We can be justifiably proud of the significant advances in the quality of the nation’s health which have been achieved with your help and we can be proud too of the Irish nursing profession’s legendary reputation for truly empathetic care. Anybody who has experienced the care and professionalism of Irish nurses will no doubt agree with the saying “nurses are angels in comfortable shoes”! Your work brings you deeply into traumatic times in patient’s lives. They need your skills and rely on your ability to help them get through an infinite variety of circumstances from the safe birth of a healthy child to the pain-free death of a terminally ill centenarian. In between those poles there are a million ups and down, joys and disappointments, miracles and tragedies. You are there to be the sound, educated hands and hearts of nursing care. Your profession and your 90 year old professional organization can reflect on a heartening and high-achieving past. Now as you prepare for the future through and beyond this vale of woes that is our economic recession, it is worth setting your sights on the further shore as the founders of this organization did nine decades ago.
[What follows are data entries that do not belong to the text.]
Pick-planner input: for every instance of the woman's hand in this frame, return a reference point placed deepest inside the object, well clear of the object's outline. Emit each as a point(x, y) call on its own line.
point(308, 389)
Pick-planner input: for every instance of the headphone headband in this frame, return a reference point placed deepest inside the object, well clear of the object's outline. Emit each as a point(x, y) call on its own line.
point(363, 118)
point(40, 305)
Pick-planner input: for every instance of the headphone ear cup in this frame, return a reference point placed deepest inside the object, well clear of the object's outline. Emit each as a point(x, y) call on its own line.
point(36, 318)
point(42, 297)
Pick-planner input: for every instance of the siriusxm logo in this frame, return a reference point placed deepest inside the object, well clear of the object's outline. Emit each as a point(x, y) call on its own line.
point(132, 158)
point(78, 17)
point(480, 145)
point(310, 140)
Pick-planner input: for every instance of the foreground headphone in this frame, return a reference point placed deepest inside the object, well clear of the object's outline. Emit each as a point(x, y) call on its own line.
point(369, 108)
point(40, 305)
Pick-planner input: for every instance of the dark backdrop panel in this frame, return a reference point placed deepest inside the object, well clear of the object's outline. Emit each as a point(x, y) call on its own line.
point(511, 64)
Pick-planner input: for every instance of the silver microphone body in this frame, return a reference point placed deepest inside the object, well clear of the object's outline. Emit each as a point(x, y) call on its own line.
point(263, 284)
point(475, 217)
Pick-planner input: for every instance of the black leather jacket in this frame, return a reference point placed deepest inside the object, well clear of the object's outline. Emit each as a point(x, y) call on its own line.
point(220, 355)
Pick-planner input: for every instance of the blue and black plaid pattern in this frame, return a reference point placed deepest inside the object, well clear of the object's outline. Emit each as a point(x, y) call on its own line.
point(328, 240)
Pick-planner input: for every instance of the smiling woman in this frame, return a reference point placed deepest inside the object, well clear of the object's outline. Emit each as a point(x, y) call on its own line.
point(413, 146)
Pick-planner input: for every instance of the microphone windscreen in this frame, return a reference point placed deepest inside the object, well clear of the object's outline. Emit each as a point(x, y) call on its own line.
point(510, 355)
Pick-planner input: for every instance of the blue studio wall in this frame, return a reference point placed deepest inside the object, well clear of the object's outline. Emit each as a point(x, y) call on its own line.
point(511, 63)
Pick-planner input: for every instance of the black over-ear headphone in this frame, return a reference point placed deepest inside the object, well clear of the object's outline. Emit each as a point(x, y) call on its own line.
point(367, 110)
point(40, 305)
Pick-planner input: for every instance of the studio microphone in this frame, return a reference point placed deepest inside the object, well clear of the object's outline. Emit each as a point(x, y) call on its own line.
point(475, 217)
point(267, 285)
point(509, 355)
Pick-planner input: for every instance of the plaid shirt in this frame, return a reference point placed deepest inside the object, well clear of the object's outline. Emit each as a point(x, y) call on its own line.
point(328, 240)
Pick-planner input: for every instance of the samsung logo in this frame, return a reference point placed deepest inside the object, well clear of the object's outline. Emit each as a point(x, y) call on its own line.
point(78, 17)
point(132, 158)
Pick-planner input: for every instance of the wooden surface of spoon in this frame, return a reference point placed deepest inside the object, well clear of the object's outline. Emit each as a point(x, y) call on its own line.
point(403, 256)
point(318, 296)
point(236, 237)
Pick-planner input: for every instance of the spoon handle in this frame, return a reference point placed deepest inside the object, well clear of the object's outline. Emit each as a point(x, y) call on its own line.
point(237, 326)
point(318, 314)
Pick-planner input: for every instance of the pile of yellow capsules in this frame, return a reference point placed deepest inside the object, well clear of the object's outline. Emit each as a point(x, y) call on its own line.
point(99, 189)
They might not recognize the modern machinery, the treatments, the text-books or the training models but they would still know good nursing when they see it and we in Ireland are fortunate to be able to say, they would find that, for it is the norm. Equally sure is that fact that they would also find their profession doing what they did ninety years ago actively working to make the profession better so that patient’s can experience even better care. I wish you a very happy 90th birthday celebration and continued success in the future. May you enjoy each other’s company, enjoy the look back at the history of nursing and midwifery in Ireland and I wish you the very best for your plans for the future of the profession. Go raibh míle maith agaibh.